Most SEO research doesn’t lie – but doesn’t tell the truth either

A mirage in the desert looks like water from a distance and can fool even experienced travelers into chasing something that isn’t there.

SEO research can be the same.

It looks like science, sounds legitimate, and can trick even seasoned marketers into believing they’ve found something real.

Daniel Kahneman once said people would rather use a map of the Pyrenees while lost in the Alps than have no map at all.

In SEO, we take it further: we use a map of the Pyrenees, call it the Alps, and then confidently teach others our “navigation techniques.”

Worse still, most of us rarely question the authorities presenting these maps.

As Albert Einstein said, “Blind obedience to authority is the greatest enemy of the truth.”

It’s time to stop chasing mirages and start demanding better maps.

This article shows:

How unscientific SEO research misleads us.
Why we keep falling for it.
What we can do to change that.

Spoiler: I’ll also share a prompt I created to quickly spot pseudoscientific SEO studies – so you can avoid bad decisions and wasted time.

The problems with unscientific SEO research

Real research should map the terrain and either validate or falsify your techniques.

It should show:

Which routes lead to the summit and which end in deadly falls.
What gear will actually hold under pressure.
Where the solid handholds are – versus the loose rock that crumbles when you need it most.

Bad research sabotages all of that. Instead of standing on solid ground, you’re balancing on a shaky foundation.

Take one common example: “We GEO’d our clients to X% more traffic from ChatGPT.”

These studies often skip a critical factor – ChatGPT’s own natural growth.

Between September 2024 and July 2025, chatgpt.com’s traffic jumped from roughly 3 billion visits to 5.5 billion – an 83% increase.

That growth alone could explain the numbers.

Yet these findings are repackaged into sensational headlines that flood social media, boosted by authoritative accounts with massive followings.

Most of these studies fail the basics.

They lack replicability and can’t be generalized.

Yet they are presented as if they are the definitive map for navigating the foggy AI mountain we’re climbing.

Let’s look at some examples of dubious SEO research.

AI Overview overlap studies

AI Overview overlap studies try to explain how much influence traditional SEO rankings have on appearing inside AI Overviews – often considered the new peak in organic search.

Since its original inception as Search Generative Experience (SGE), dozens of these overlap studies have emerged.

I’ve read through all of them – so you don’t have to – and pulled together my own non-scientific meta study.

My meta study: AI Overviews vs. search overlap

I went back to early 2024, reviewed every study I could find, and narrowed them down to 11 that met three basic criteria:

Comparison of URLs, not domains.
Measure the overlap of the organic Top 10 with the AI Overviews URLs.
Based on all URLs in the Top 10, not just 1.

The end result (sorted by overlap in %):

Meta study- AI Overviews vs. search overlap

Overlap ranged from 5-77%
Average: 45.84%
Median: 46.40%

These huge discrepancies come down to a few factors:

Different numbers of keywords.
Different keyword sets in general.
Different time frames.
Likely different keyword types.

In summary:

Most studies focused on the U.S. market.
Only one provided a dataset for potential peer review.
Just two included more than 100,000 keywords.
And none explained in detail how the keywords were chosen.

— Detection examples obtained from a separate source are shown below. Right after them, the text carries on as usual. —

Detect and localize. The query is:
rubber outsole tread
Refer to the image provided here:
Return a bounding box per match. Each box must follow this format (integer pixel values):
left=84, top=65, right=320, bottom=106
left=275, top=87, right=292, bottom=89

There are only two noteworthy patterns across the studies:

Over time, inclusion in the organic Top 10 seems to make it more likely to rank in AI Overviews.

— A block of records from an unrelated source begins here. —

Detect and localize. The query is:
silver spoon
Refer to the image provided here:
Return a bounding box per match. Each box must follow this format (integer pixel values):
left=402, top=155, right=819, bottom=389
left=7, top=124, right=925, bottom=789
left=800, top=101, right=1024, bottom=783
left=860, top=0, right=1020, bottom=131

In other words, Google now seems to rely more heavily on Top 10 results for AI Overview content than it did in the early days.

A chart of the AIO overlap data shown over time. It gradually increases, has a strong peak and a strong decline in 2 spots that are marked in red.

If we exclude these studies (marked in the graph above) that didn’t disclose the number of keywords, we get this graph:

A chart with the headline "Over time, inclusion is more likely if you rank in the top 10. The graph once again shows AIO overlap in % over time. While there are some peaks, the generel trend is upwards.

Ranking in the Top 10 correlates with being more likely to also rank in an AI Overviews.

That’s it. But even then, there are several reasons why these studies are generally flawed.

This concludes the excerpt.